Des bébés « adoptés » par les clientes
Chaque nouveau-né factice est alors vendu aux enchères sur Ebay. Mais attention, les clientes n'achètent pas : elles « adoptent ». C'est la terminologie d'usage dans le monde du reborning. En témoigne le certificat de naissance fourni avec le kit et rempli par l'artiste-reborneuse qui donne alors un prénom à sa création. Depuis janvier, Chantal a déjà écoulé dix-sept poupées, la plupart du temps à des collectionneuses, pour des sommes allant de 200 à 400 euros.
Le succès est tel qu'une clientèle de commande commence à se constituer. « Ce sont souvent des grands-mères qui m'envoient des photos de leur petit-fils ou de leur petite-fille pour que je m'en inspire, explique-t-elle. Elles veulent tout simplement garder un souvenir impérissable du nouveau-né...»

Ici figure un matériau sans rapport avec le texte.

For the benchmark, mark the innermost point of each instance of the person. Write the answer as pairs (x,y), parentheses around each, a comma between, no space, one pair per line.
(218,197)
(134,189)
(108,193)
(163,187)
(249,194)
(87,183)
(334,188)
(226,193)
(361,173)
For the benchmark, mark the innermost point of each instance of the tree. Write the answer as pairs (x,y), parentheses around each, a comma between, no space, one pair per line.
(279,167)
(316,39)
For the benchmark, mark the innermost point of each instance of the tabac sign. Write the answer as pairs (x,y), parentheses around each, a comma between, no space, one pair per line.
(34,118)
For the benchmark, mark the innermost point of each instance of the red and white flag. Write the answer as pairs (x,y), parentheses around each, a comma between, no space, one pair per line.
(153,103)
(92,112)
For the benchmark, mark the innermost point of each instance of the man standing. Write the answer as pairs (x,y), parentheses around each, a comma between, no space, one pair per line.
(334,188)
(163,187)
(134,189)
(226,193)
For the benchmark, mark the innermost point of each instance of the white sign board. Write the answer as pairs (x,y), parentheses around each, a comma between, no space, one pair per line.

Derrière ces fans inconditionnelles se cachent toutefois un grand nombre de personnes heurtées par cet hyperréalisme revendiqué. Chantal le reconnaît d'ailleurs volontiers : « Soit les gens adorent, soit ils détestent, il n y a pas de juste milieu. » Une chose est sûre : personne ne reste indifférent.
1. le terme newborning peut être utilisé lorsque la poupée est réalisée à partir d'un corps vierge. Par usage, le mot reborning recouvre l'ensemble de ces pratiques.
Nice-Matin - 11 août 2009
Assez malsain...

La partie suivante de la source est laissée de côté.